With respect to differences in industry mix:

With respect to differences within industries:

These findings are based on 1991 data for a sample of the U.S. manufacturing establishments of the six major investing countries that was extracted from the Census Bureau's Annual Survey of Manufactures (ASM) through a joint project of the Bureau of Economic Analysis (BEA) and the Census Bureau./3/ The establishments in the sample accounted for over three-quarters of the manufacturing employment of all foreign-owned U.S. manufacturing establishments in 1991.

The remainder of this article consists of three sections and an appendix. The first section outlines the economic rationale for the variations in the characteristics of foreign-owned operations by country of owner. The second examines whether the variation in the concentration of foreign-owned establishments in industries with particular attributes depends on the country of the establishments' owners.
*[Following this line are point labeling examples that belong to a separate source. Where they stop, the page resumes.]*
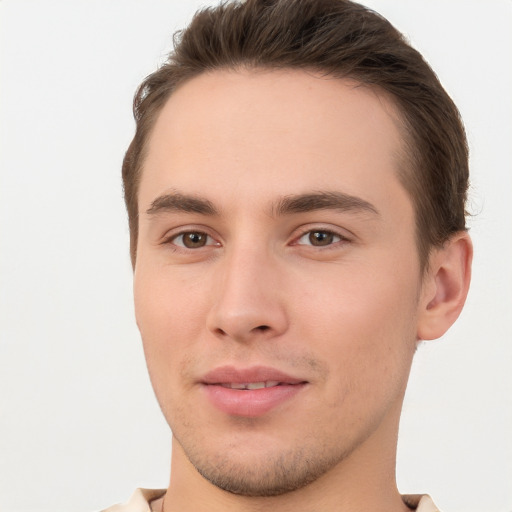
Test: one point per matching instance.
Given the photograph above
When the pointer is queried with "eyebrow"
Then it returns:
(304, 203)
(175, 202)
(300, 203)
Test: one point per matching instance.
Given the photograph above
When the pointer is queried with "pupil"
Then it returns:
(194, 240)
(321, 238)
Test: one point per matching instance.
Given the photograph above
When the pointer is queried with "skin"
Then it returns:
(344, 315)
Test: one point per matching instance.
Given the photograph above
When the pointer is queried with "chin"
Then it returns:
(264, 475)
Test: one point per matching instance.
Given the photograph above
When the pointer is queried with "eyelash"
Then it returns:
(328, 232)
(171, 240)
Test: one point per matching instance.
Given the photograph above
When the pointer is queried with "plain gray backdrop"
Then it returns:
(79, 427)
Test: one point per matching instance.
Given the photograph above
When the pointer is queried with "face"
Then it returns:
(277, 280)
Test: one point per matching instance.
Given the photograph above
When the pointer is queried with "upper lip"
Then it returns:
(233, 375)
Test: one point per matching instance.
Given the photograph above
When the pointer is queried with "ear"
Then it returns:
(445, 286)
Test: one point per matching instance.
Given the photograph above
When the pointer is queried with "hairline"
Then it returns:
(407, 164)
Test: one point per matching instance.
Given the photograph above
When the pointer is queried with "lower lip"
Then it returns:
(250, 402)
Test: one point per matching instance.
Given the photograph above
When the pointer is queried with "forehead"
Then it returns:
(278, 132)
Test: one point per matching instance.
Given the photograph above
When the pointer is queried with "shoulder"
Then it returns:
(138, 502)
(420, 502)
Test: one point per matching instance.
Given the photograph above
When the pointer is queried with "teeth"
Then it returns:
(251, 385)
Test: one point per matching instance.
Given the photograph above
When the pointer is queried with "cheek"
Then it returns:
(365, 326)
(170, 314)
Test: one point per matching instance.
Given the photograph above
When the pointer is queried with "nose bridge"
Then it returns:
(246, 299)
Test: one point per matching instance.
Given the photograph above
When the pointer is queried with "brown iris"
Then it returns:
(194, 239)
(321, 238)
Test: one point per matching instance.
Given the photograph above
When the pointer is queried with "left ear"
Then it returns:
(445, 286)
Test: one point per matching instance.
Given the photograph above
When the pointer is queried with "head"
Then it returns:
(338, 39)
(296, 198)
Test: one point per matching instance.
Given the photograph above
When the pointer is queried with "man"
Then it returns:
(296, 195)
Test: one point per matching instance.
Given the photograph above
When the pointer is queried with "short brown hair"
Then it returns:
(340, 39)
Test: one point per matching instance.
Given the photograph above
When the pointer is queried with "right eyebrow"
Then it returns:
(175, 202)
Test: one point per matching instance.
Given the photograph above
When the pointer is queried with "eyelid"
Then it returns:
(173, 234)
(338, 232)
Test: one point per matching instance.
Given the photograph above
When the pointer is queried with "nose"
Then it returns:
(247, 301)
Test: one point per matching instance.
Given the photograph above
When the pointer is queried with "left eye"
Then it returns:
(319, 238)
(192, 240)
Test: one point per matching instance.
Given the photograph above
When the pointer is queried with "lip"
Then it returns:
(249, 402)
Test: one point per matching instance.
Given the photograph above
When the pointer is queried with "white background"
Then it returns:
(79, 427)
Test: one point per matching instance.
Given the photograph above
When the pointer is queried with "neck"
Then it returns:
(364, 480)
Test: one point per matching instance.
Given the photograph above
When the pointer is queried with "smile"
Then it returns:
(251, 385)
(250, 392)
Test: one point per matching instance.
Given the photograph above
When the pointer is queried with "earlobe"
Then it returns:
(445, 286)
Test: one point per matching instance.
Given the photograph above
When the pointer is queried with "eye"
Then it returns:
(192, 240)
(319, 238)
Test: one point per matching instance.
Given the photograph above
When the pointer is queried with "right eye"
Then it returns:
(192, 240)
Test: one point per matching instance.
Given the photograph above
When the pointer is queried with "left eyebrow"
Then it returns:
(330, 200)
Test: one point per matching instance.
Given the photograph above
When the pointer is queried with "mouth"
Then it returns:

The third investigates within-industry differences in the operating characteristics of foreign-owned establishments that have different countries of ownership. The appendix describes the data on foreign-owned establishments and presents the regression equations used in analyzing the variation in wage rates and labor productivity across countries.

Economic Rationale for Country-of-Ownership Differences

The questions of why foreign direct investment occurs and of why the characteristics of foreign-owned operations may vary by country of owner have been studied extensively. According to one widely accepted explanation of direct investment, foreign investors are more likely to be active in industries with particular attributes, and in a given host country, the characteristics of the plants owned by investors from one foreign country tend to differ from those owned by investors from other foreign countries. This explanation follows from the premise that foreign investors face inherent disadvantages when investing abroad: They are less familiar with the general business environment and frequently with the language in the host country than local entrepreneurs, and they must manage their foreign investments from a distance. To offset or overcome these disadvantages and to compete successfully abroad, the foreign firm making the investment must possess specific advantages—such as specialized knowledge, goodwill, advanced technology, marketing skills, or production-management or other organizational capabilities./4/

Typically, these firm-specific advantages are not distributed evenly across industries and countries. As a result, the industries in which the investments are made are likely to depend on the country of the investor. In addition, because the investor must structure its foreign businesses in a way that will exploit these advantages, the characteristics of a business owned by a particular foreign country are likely to differ from those of businesses that are domestically owned or that are owned by other foreign countries./5/ For example, if a foreign-owned U.S. plant utilizes a technology developed by its foreign parent, that plant may require more capital or a different mix of employee skills than a U.S.-owned plant or a U.S. plant owned by a foreign investor from another country.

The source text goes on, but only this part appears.